Sunday, November 16, 2008

RSS Feeds

Why don't more people use feed readers? It dumbfounds me. I talk to coworkers and friends about a cool article I found on the internet using Google Reader, and they look at me like I'm an idiot. (This look, of course, in and of itself is not inappropriate in my case, but not for this reason.) Then I find myself explaining the concept to them in detail and with great passion. But I'm not sure if I've won over any converts at this point.

Do you check at least half a dozen websites on a regular basis? Do you have internet OCD and click on a single website multiple times in one day? A feed reader might help with your problem.

The concept behind a feed reader is to avoid having to check for updates on particular websites. Instead, you subscribe to a site's "feed" (or RSS feed) using your feed reader, and when a new post or article arrives on the site, a copy is sent to your reader. Thus, all you have to do is check your reader, not the multitude of sites you stalk over the course of the day.

Lifehacker regularly reviews various feed readers, but the most popular (and best one that I've found is Google Reader.
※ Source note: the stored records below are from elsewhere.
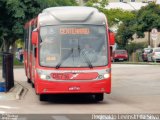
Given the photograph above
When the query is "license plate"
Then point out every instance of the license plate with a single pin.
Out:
(121, 59)
(60, 76)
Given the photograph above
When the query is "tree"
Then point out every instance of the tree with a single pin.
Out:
(14, 14)
(148, 18)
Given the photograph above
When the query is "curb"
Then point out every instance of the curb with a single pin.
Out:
(19, 92)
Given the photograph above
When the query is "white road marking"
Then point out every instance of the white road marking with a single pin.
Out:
(60, 118)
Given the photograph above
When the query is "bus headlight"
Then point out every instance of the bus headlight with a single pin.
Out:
(43, 75)
(106, 75)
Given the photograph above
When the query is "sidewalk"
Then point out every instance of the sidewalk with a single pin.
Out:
(13, 94)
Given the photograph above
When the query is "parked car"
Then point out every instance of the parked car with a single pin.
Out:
(145, 53)
(154, 55)
(120, 55)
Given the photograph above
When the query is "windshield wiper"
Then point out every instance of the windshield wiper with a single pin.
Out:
(67, 56)
(86, 58)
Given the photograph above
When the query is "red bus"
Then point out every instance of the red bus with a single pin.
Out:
(67, 51)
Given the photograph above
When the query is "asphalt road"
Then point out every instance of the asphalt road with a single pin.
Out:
(135, 89)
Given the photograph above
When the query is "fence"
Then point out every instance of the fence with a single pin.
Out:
(6, 72)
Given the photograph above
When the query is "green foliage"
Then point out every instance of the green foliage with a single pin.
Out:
(115, 16)
(100, 4)
(145, 19)
(148, 17)
(132, 47)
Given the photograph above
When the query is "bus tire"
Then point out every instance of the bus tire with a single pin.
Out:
(99, 97)
(43, 97)
(28, 80)
(32, 85)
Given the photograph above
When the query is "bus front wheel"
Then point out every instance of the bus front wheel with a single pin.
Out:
(99, 97)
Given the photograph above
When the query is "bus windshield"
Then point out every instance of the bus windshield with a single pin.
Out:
(73, 46)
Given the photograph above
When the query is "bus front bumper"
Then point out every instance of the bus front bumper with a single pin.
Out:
(60, 87)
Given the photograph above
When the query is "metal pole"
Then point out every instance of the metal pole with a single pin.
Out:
(81, 2)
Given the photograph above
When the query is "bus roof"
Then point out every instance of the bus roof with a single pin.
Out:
(71, 15)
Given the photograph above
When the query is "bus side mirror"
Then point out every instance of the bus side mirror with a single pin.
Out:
(34, 37)
(111, 38)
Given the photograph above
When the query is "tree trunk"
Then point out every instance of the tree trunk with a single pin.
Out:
(149, 41)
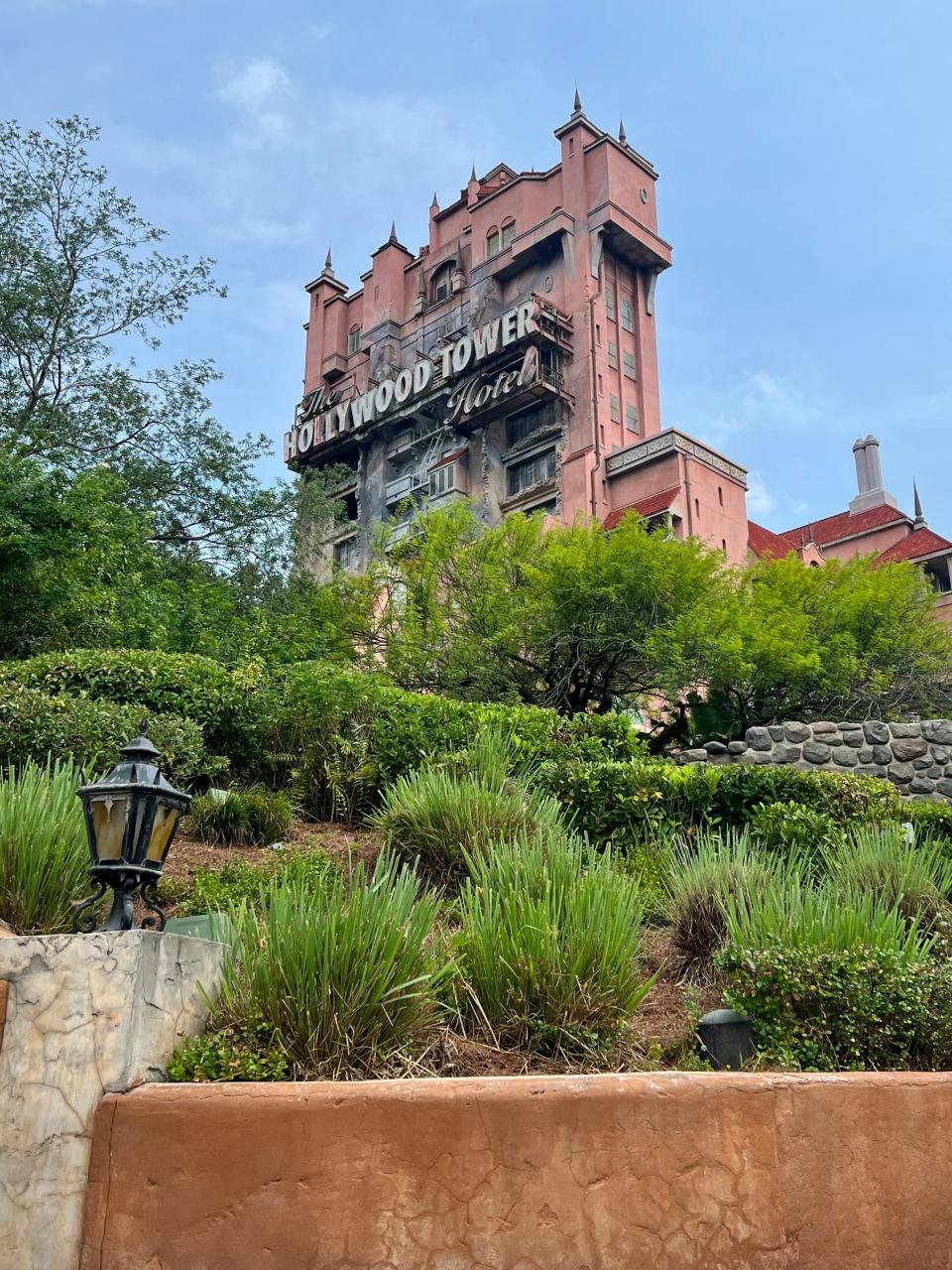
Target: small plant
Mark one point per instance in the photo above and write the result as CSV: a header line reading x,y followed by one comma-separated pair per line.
x,y
236,881
438,818
702,876
44,851
547,952
252,817
240,1052
884,862
345,976
835,982
789,829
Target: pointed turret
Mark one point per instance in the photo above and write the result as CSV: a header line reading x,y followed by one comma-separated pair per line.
x,y
918,508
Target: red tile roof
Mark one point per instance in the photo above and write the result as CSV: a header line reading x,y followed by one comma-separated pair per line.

It's very streamlined, allows you to star and email feeds to your friends, and integrates with many of Google's other applications. It's also one of the most user-friendly.

Regardless of which feed reader you decide to use, I highly recommend integrating it into your daily web browsing. It has saved me so much time--and elevated my site stalking to whole new levels.

1 comment:

Paul said...

Firefox has a feed extension called Sage that works with your bookmarks and page histories. It is awesome and saves tons of time for reading blogs.